8. Sharing and Recipients
We may share Personal Data with:
Customers (Controllers of their users’ data);
Service providers (e.g., hosting, analytics, ID verification);
Regulators and authorities, if legally required;
Affiliates and acquirers, if part of a corporate transaction.
9. International Transfers
Bureau operates globally, with infrastructure in India, Singapore, and the US. Personal Data may be transferred across borders. For EU/EEA transfers, we rely on Standard Contractual Clauses (SCCs) or adequacy decisions. For other countries (India, Indonesia, Philippines, Singapore, US), we apply contractual and technical safeguards consistent with local laws.
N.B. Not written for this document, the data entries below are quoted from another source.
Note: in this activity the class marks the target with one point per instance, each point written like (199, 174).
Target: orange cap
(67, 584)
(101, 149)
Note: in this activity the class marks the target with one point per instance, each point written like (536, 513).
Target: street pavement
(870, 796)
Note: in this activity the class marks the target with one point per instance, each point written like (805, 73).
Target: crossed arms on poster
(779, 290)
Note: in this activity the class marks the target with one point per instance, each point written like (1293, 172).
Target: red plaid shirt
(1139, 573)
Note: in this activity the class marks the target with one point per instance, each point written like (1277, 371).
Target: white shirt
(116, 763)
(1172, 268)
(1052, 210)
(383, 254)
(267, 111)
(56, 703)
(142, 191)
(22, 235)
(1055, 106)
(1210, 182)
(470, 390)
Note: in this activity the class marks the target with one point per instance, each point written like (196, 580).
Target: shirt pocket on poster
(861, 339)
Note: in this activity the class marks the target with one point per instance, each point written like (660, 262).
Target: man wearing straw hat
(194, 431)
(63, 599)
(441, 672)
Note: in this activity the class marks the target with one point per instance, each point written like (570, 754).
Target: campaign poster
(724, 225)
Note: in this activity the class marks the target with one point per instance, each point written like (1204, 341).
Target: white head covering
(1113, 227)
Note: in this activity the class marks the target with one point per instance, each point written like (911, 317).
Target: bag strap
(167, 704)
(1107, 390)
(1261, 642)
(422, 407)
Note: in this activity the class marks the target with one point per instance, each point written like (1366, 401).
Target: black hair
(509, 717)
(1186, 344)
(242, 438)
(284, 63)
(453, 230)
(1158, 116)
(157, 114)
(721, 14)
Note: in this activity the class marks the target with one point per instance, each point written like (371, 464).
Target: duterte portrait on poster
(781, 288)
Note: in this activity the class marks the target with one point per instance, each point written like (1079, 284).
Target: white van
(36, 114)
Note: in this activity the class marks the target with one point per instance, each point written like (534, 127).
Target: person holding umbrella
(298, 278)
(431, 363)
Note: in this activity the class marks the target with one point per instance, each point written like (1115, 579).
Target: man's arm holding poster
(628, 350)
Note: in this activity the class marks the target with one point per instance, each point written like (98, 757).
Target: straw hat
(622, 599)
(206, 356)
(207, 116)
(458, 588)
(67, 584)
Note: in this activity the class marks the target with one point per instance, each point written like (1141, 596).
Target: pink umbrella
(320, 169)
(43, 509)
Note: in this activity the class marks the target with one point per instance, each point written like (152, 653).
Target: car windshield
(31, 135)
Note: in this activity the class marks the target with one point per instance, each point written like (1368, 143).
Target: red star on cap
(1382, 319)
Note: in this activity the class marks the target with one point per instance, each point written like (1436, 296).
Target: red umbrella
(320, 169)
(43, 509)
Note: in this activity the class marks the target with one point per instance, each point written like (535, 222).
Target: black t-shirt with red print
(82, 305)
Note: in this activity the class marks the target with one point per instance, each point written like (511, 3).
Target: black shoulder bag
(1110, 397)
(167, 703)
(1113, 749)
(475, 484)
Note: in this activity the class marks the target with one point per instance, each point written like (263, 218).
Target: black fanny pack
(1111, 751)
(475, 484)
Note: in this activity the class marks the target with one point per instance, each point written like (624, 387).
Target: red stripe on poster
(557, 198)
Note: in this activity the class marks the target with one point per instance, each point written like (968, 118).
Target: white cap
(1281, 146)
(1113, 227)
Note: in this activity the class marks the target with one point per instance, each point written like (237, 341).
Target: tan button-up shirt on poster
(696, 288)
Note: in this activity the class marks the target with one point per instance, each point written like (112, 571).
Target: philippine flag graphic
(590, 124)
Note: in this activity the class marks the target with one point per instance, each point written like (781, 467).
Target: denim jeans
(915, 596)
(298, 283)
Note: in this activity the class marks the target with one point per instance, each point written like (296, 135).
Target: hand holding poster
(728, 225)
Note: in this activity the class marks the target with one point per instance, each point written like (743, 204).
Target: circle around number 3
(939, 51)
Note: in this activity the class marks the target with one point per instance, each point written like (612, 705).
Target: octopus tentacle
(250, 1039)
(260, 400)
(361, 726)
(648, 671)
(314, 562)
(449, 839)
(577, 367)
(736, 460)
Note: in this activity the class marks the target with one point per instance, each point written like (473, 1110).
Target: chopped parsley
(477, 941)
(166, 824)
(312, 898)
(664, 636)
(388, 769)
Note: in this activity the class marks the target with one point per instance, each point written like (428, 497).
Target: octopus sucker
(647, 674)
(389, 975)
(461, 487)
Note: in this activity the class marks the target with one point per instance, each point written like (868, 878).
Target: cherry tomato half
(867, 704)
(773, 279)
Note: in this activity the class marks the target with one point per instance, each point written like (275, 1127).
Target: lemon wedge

We may update our infrastructure location from time to time.
10. Data Subject Rights
Depending on your jurisdiction, you may have rights to:
access, correct, or delete Personal Data
restrict or object to processing
portability of your Personal Data
withdraw consent where consent was the basis
lodge a complaint with a regulator
additional measures, if applicable, as per local laws
When you exercise any of the above rights, we may require you to submit additional information or Personal Data to verify your identity. Requests to exercise the above rights may be made through our Data Protection Officer (DPO) or the grievance channel as set out in Section 15 of this Policy.
11. Data Retention
We retain Personal Data only as long as necessary for providing the Services, meeting regulatory requirements (e.g., KYC recordkeeping), or resolving disputes and enforcing agreements. When no longer required, data is securely deleted.
12. Security
We use organizational, technical, and physical safeguards, including encryption in transit and at rest, access control and multi-factor authentication, regular audits and penetration testing, and incident response planning. We regularly seek new ways to further enhance the security of our Services.
13. Cookies
We use cookies and similar technologies to improve your experience, secure our Services, and understand how they are used. Some cookies are essential for the operation of our Services, while others help us analyze trends, personalize content, and deliver relevant communications. You can manage or disable cookies in your browser settings, but certain features or Services may not work as intended if cookies are disabled.
14. Breach Notification
We will notify Customers, regulators, and (where required) affected individuals of data breaches as soon as we become aware in line with applicable laws (e.g., CERT-IN 6-hour rule, GDPR 72-hour rule).
15. Contact and DPO
To exercise your rights or raise a concern, contact: dpo@bureau.id
16. Children’s Privacy
Our Services are not directed to children under applicable age limits (13 – 16 years, depending on applicable laws). If you learn that your child has shared Personal Data with us without your consent, please contact us (see Section 15 of this Policy) so we can remove it promptly.
17. Changes
We may update this Policy to reflect changes in our Services, legal requirements, or business practices. Updates take effect once posted on our website, unless the law requires otherwise. By continuing to use our Services or accessing the Platform after an update, you accept the revised Policy. We encourage you to review it regularly. If any change significantly affects your rights, we will provide additional notice, such as by email or a clear notice on our website.